Ecosyste.ms: Awesome

An open API service indexing awesome lists of open source software.

https://github.com/eth-cscs/node-burn


https://github.com/eth-cscs/node-burn

Last synced: 7 days ago
JSON representation

Lists

README

        

# NODE BURN

Because sometimes burning the GPU is not enough.

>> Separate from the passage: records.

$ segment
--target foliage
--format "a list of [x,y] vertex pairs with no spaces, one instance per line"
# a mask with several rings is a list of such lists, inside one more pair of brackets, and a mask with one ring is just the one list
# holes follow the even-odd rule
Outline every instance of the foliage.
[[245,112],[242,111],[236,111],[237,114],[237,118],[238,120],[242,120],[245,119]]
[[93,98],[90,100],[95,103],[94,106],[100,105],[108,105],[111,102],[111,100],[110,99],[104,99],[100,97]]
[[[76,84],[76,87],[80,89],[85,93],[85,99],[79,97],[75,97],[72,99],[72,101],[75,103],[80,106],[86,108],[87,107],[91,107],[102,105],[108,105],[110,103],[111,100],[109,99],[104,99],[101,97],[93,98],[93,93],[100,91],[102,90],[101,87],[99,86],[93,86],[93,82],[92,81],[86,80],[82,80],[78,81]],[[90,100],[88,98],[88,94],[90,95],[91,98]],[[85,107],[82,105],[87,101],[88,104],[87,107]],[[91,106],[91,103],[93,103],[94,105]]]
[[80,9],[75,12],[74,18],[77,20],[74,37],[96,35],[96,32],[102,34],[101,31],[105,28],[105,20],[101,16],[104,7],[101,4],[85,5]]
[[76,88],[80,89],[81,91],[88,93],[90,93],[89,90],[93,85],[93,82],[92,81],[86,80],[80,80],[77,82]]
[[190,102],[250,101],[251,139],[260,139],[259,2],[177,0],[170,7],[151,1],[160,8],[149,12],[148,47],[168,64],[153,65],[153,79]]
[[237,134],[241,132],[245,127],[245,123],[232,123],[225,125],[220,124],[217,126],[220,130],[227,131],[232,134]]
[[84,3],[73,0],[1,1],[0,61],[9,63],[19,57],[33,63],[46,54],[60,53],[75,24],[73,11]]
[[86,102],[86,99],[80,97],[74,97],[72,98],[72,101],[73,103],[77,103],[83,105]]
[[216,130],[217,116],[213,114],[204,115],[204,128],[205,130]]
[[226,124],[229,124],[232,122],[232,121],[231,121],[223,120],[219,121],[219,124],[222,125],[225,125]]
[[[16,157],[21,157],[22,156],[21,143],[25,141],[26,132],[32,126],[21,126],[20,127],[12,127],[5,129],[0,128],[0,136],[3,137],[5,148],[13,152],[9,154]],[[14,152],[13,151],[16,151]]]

A simple tool for running compute or memory intensive workloads on both CPU and GPU, in order to understand
* the performance of the individual components
* the impact of the workloads on one another
* the maximum power consumption of a node

## Features

Node burn can run GEMM or STREAM workloads on the GPU only, CPU only, or both simultaneously.

```bash
# run GEMM with matrix dimension 5000*5000 on the GPU,
# and STREAM triad with length 500000 on the CPU, for 30 seconds.
./burn -ggemm,5000 -cstream,500000 -d30

# run GEMM on the GPU, nothing on the CPU, for 3 minutes.
./burn -cgemm,5000 -d180

# run GEMM on the CPU, nothing on the GPU, for 20 seconds.
./burn -ggemm,5000 -d20
```

Sometimes we want to run multiple instances of node burn in a parallel job, e.g. 4 instances on a node with 4 GPUs, or one instance on every GPU in a cabinet, to ~see if anything catches on fire~ understand system behavior under load.
Use the `--batch` option to produce less verbose output that can be easily parsed by a post-processing script.

```bash
# on a system with 4 GPUs per node, use all 16 GPUs on 4 nodes to
# run GEMM with matrix dimension 10000*10000 on the GPU for 30 seconds
srun -n16 -N4 ./burn --batch -ggemm,10000 -d30
nid001272:gpu 584 iterations, 38930.92 GFlops, 30.0 seconds, 2.400 Gbytes
nid001272:gpu 579 iterations, 38555.99 GFlops, 30.0 seconds, 2.400 Gbytes
nid001272:gpu 561 iterations, 37348.14 GFlops, 30.0 seconds, 2.400 Gbytes
nid001272:gpu 600 iterations, 39939.47 GFlops, 30.0 seconds, 2.400 Gbytes
nid001278:gpu 585 iterations, 38994.35 GFlops, 30.0 seconds, 2.400 Gbytes
nid001278:gpu 584 iterations, 38914.98 GFlops, 30.0 seconds, 2.400 Gbytes
nid001278:gpu 589 iterations, 39200.59 GFlops, 30.1 seconds, 2.400 Gbytes
nid001278:gpu 589 iterations, 39204.37 GFlops, 30.0 seconds, 2.400 Gbytes
nid001274:gpu 557 iterations, 37091.74 GFlops, 30.0 seconds, 2.400 Gbytes
nid001274:gpu 560 iterations, 37289.96 GFlops, 30.0 seconds, 2.400 Gbytes
nid001274:gpu 542 iterations, 36090.85 GFlops, 30.0 seconds, 2.400 Gbytes
nid001274:gpu 503 iterations, 33473.36 GFlops, 30.1 seconds, 2.400 Gbytes
nid001276:gpu 584 iterations, 38929.67 GFlops, 30.0 seconds, 2.400 Gbytes
nid001276:gpu 589 iterations, 39253.24 GFlops, 30.0 seconds, 2.400 Gbytes
nid001276:gpu 588 iterations, 39170.08 GFlops, 30.0 seconds, 2.400 Gbytes
nid001276:gpu 589 iterations, 39224.21 GFlops, 30.0 seconds, 2.400 Gbytes
```

### Power Measurement on HPE-Cray systems

If running on a HPE Cray-EX system with `pm_counters`, nodeburn can be configured to generate a report of power consumption on each node. Enable it at build time with the `NB_PMCOUNTERS` CMake option (see below).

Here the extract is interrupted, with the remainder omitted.